Over the past 25 years, we’ve witnessed the rise and fall of innovative companies that created a single solution with little diversification. The dot-com crash in the early 2000’s was full of well-intentioned problem-solvers who built great organizations, but lacked the contingency plan a balanced product offering affords. They were flying high without a net.

Customers Are Finicky

The mono-solution business model that most FinTechs chose excited customers who could relate to specific problems they felt their banks were not solving. When early entrants offered a better way to send money and alternative lending options, as well as simpler checking accounts, they seemed attractive in an industry that traditionally ignored outcries from its customers for better products.

Moreover, customers had often been plagued with the decision fatigue that came with traditional banks’ offerings of multiple variations of each product, few of which fit anyone perfectly.

But while consumers were willing to try new products that FinTechs brought to the table, they remained reluctant to leave the mainstream banking system for a new financial lifestyle. For banks, this gave them the opportunity to win customers back as they developed complementing products to compete with the innovators creeping in on their space.

Even though research showed that few consumers ever felt “warm” with their bank, often ranking them just slightly less hated than airlines and cable companies, it was difficult to leave the one-stop-shop that was completely intertwined with their everyday lives. Though cobbling your perfect financial offering together sounds utopian, for most consumers it was simply more work than they were willing to take on.

A Risky Model

While the boon of the early years may make some think otherwise, FinTech is not immune to typical business risks.

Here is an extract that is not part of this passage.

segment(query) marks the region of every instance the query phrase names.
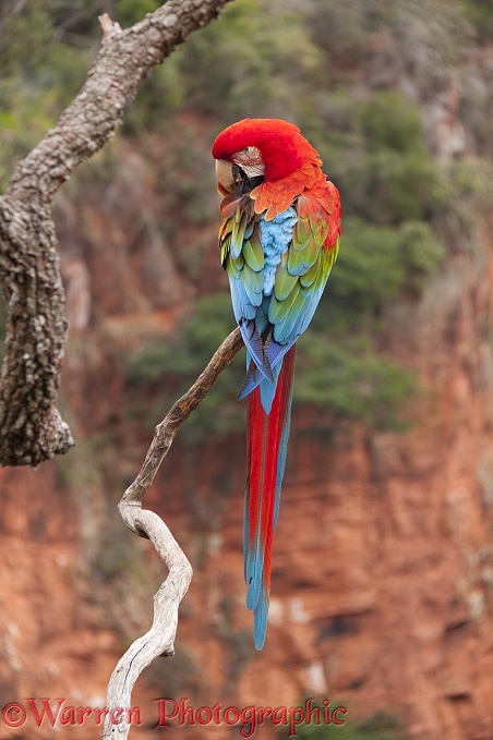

One of the core rules of business is to diversify your product offering to protect yourself, though when we begin new technology ventures, we often believe that we will be able to succeed on a single solution. FinTech’s rise began during a time filled with historically low interest rates, massive changes in regulation, and a consumer base willing to try new things.

While this opened the door for success, it also meant that it mattered less if a start-up’s balance sheet was diversified enough to withstand market fluctuations, because fluctuations simply weren’t happening. Solutions that focused on lending to consumers outside of the traditional market didn’t have to experience the risks of a volatile rate environment. As the inevitable becomes reality, however, speculation circulates as to whether an unbalanced offering can withstand the storms the financial industry often faces.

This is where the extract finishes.